Service execution management company

ServiceMax is a Service Execution Management company. It provides a cloud-based software platform designed to improve the productivity of complex, equipment-centric service execution for OEMs, operators, and 3rd-party service providers.

== Products & Services ==

ServiceMax's platform is a SaaS (Software as a Service) software running on Salesforce force.com cloud technology. ServiceMax's cloud-based, mobile-ready field service software technology supports companies across industries to manage work orders, plan and schedule work assignments, and provide mobile technician enablement, contracts and entitlements, proactive maintenance, and parts inventory management. The ServiceMax platform is designed to optimize the service execution processes and is used by service technicians, dispatchers, service planners, and their managers. Customers include medical device manufacturing, industrial manufacturing, food and beverage equipment, buildings and construction, technology, oil and gas, and power and utilities industries. ServiceMax software is primarily used by enterprise size customers.

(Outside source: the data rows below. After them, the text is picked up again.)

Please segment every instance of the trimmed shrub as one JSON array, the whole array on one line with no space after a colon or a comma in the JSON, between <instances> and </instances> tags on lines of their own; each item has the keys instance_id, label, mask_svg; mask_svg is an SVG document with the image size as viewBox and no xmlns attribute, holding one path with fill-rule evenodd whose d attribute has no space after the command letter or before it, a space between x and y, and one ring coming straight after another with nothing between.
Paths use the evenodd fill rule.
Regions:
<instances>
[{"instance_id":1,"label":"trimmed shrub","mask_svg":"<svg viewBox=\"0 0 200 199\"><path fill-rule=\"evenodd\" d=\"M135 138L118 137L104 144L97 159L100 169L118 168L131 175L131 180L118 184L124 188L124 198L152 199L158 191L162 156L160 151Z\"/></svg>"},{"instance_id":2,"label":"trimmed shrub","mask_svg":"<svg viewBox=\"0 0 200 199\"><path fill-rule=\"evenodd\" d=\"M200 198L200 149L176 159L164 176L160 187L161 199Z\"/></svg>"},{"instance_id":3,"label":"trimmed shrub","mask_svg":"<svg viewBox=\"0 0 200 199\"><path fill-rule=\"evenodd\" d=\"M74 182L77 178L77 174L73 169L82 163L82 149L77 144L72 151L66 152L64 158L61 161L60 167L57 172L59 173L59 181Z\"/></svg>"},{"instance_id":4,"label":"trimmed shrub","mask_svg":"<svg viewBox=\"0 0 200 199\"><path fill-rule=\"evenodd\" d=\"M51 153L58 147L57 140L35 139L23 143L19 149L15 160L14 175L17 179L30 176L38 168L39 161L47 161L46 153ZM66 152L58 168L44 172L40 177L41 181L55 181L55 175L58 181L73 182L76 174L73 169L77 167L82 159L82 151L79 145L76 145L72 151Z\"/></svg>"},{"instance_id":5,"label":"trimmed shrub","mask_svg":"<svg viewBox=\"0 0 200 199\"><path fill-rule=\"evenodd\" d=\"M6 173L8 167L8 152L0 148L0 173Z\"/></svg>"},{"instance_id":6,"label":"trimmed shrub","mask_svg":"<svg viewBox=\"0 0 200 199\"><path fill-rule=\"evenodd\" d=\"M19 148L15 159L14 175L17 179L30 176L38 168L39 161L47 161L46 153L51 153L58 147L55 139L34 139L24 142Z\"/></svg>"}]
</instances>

The most recent areas of innovation include capabilities for complex jobs with functionality such as crew management and shift planning.

== History ==

Maxplore Technologies was founded by Athani Krishnaprasad and Hari Subramanian as a consulting company focusing on customer relationship management. A client requested Maxplore build a field service module on the Salesforce platform. The project took 2 weeks and, in 2007, was entered in the “AppExchange Challenge” at the Dreamforce conference. The project won $2 million in funding from Emergence Capital and went on to win the Force Million Dollar Challenge in 2008 when the company changed its name to ServiceMax. In February 2019, ServiceMax acquired Zinc, the company providing a frictionless way for service workers to get and share knowledge in real-time. In November 2022, PTC signed a definitive agreement to acquire ServiceMax. for $1.46 billion in cash. The acquisition completed in January 2023.